Comme Murphy, Christos Hatzis est un voyageur. Né en Grèce en 1953, éduqué aux États-Unis, il est citoyen canadien depuis bientôt vingt ans, et professeur à la Faculté de Musique de l'Université de Toronto. De nombreux prix et l'intérêt du public pour sa musique en font un des compositeurs les plus remarqués au Canada. Old Photographs est un mouvement pour trio avec piano tiré d'une œuvre plus importante, Constantinople – écrite pour mezzo-soprano, voix d'alto arabe, violon, violoncelle, piano et sons électroniques. À l'écoute, on est agréablement surpris par un art du pastiche de très haut vol, capable, comme de vieilles photos trouvées dans une boîte oubliée, précisément, d'évoquer celui-ci, celle-là, ceci, cela, ici ou là, tout un monde de souvenirs, de rêves et peut-être d'espoirs.
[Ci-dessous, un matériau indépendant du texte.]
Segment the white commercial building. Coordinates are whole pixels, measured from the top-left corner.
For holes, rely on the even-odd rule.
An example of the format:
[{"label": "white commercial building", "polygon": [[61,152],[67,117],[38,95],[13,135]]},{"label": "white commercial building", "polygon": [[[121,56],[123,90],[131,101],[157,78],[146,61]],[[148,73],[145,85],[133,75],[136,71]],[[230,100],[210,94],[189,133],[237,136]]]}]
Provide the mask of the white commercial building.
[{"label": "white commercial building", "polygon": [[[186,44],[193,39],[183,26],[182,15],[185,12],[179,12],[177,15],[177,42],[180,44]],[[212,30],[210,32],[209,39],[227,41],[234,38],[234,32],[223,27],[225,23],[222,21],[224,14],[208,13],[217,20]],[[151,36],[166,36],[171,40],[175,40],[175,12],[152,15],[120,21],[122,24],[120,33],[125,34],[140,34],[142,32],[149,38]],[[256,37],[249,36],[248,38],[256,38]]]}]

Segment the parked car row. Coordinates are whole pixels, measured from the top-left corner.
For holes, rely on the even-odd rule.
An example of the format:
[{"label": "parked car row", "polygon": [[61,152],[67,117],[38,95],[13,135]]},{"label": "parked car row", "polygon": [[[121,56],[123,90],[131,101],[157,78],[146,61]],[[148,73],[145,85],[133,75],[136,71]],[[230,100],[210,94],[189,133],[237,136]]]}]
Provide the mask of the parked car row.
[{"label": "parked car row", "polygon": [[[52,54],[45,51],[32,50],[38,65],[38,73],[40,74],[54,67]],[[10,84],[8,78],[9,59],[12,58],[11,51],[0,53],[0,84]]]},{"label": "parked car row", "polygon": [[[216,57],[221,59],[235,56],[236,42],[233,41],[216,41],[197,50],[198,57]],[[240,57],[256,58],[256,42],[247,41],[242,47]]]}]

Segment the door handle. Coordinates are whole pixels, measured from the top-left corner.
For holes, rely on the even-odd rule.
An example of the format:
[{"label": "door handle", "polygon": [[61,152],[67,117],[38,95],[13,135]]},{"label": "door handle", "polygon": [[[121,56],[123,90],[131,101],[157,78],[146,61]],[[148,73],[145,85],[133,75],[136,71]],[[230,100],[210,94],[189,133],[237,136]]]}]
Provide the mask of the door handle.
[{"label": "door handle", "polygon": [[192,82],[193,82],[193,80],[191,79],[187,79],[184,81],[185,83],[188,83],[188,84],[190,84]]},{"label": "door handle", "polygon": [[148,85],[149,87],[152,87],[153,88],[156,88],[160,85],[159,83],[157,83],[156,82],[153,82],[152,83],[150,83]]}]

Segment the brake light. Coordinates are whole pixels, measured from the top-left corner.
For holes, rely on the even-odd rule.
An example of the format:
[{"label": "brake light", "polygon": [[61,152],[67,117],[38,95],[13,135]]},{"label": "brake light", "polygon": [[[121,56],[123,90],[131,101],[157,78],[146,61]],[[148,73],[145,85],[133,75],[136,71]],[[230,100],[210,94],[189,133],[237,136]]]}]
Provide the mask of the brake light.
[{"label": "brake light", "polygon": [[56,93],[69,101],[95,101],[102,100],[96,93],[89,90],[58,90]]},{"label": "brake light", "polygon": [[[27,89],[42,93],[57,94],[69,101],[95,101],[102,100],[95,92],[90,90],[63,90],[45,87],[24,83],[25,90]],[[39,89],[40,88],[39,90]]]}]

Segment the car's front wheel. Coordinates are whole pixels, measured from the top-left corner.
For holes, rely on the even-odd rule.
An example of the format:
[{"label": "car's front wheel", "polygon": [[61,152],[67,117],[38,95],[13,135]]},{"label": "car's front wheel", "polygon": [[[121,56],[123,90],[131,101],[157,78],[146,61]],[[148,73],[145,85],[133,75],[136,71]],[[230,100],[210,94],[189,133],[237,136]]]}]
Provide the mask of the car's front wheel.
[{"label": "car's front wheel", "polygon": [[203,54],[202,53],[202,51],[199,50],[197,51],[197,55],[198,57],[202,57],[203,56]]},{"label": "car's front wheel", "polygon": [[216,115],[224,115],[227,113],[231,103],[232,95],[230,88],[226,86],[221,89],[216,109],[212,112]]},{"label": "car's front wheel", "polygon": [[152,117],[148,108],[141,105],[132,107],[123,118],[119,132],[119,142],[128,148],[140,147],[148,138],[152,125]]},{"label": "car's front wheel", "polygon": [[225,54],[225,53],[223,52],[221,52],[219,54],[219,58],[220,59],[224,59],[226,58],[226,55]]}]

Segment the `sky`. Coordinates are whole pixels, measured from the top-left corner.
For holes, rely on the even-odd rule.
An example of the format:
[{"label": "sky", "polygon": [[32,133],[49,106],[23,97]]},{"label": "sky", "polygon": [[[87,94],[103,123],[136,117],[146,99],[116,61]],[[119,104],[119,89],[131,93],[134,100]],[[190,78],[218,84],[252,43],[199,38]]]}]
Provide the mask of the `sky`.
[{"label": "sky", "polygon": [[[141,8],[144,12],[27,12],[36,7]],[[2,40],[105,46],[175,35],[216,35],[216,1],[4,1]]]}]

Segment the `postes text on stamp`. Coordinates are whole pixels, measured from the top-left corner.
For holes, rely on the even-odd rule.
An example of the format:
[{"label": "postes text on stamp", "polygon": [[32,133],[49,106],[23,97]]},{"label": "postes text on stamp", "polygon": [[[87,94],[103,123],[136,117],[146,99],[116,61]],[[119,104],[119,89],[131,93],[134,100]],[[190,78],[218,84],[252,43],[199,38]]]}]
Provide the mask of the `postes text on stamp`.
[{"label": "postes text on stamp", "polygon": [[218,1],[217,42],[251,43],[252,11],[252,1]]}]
Les accents du tango viennent exquisément nimber cet univers, par exemple, dans une écriture qu'on pourrait presque dire baroque, si tant est que notre époque puisse l'être parfois.

Gary Kulesha (né en 1954) est lui aussi très connu dans son pays, puisqu'il fait carrière comme pianiste, chef d'orchestre et professeur à Toronto, en plus d'être compositeur. « Nous vivons, dit-il, dans un monde qui semble osciller frénétiquement entre violence et frustration d'une part, et compassion et tendresse d'autre part. Je veux que ma musique aborde toutes ces choses. » C'est cette opposition que l'on ressent dans son Trio n°2, entre l'instabilité d'un premier mouvement aux rythmes obsédants et le second, plus lyrique, qui prend le temps de distiller la tristesse. Le Trio Gryphon en propose une interprétation sensible.